In 2013 the most popular communications platforms will expand and reach even greater audiences than they do today. More people will read newspapers online, more people will tweet and post to Facebook and their blogs, more speeches will be given and those live streams will be played across the world and more people will launch their own websites. Although that means greater opportunity to reach a general or targeted audience, it also means a greater opportunity to confuse or offend your audience and tarnish your reputation. The following is a list of tips for any communication medium.

Be courteous and consider the culture of your audience. You may be saying all the right things, but in the wrong way. Nonverbal communication, appropriate amounts of eye contact, ways to address the issue, amount of affect shown and the distance between individuals are just a few examples of how cultures vary and should be researched to best communicate with your audience.
Be appropriate. Do not make inappropriate or racially biased comments or swear. Making any of these mistakes can make your audience feel uncomfortable and offend them.
Choose your words carefully. For example, the word firstly is defined in the dictionary; however, its lack of common use may make listeners question whether or not you invented a word.
Make sure your audience understands. A question or statement may be clear to you, but the audience may not quite understand. Look for signs of understanding such as head nodding and ask questions to check for understanding. Following a logical order or numbering your points can enhance comprehension.
Be correct. You will lose credibility if you state information with errors in it or publish material with errors. Have others look over your work– they’ll bring a different perspective and find errors you overlooked.
Make eye contact. Without eye contact, you may appear not credible or interested.
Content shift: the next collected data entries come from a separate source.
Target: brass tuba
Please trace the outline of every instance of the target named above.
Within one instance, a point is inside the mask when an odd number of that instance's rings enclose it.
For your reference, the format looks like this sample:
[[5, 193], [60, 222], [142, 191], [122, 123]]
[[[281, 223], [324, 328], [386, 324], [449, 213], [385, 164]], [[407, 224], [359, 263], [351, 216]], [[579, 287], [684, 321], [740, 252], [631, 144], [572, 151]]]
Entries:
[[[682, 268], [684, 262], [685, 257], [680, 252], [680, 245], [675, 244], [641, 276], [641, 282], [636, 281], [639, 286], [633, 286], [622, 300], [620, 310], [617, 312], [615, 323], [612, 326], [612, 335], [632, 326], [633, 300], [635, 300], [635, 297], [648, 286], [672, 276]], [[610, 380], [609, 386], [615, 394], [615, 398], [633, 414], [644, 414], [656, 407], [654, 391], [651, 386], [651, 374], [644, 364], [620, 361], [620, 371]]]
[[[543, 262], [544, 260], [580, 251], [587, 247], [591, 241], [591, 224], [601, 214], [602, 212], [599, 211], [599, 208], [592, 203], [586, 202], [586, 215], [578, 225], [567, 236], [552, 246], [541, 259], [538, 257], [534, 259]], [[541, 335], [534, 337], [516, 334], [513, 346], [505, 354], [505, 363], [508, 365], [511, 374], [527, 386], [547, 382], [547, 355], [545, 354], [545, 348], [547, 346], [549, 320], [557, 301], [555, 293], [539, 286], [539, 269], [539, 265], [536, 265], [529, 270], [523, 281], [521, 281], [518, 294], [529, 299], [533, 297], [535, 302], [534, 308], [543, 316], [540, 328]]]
Be clear and concise; do not ramble. No matter the topic, it should be easy for your audience to understand the meaning of your message.  To be clear, use common terms or define uncommon terms. To be concise, include information that is necessary and minimize miscellaneous information.
Be complete. If your audience looks or seems confused, you should consider including information such as names, dates, times and locations.
Be credible. If an audience is unfamiliar with a speaker or writer, they will have less trust than a familiar audience. Provide credentials, such as education, work or research to ensure the audience will listen.
Vary formats. Some people prefer written document versus a speech to learn something new. Provide that for an audience. Spoken material should appear in print format somewhere to ensure different learning styles are considered.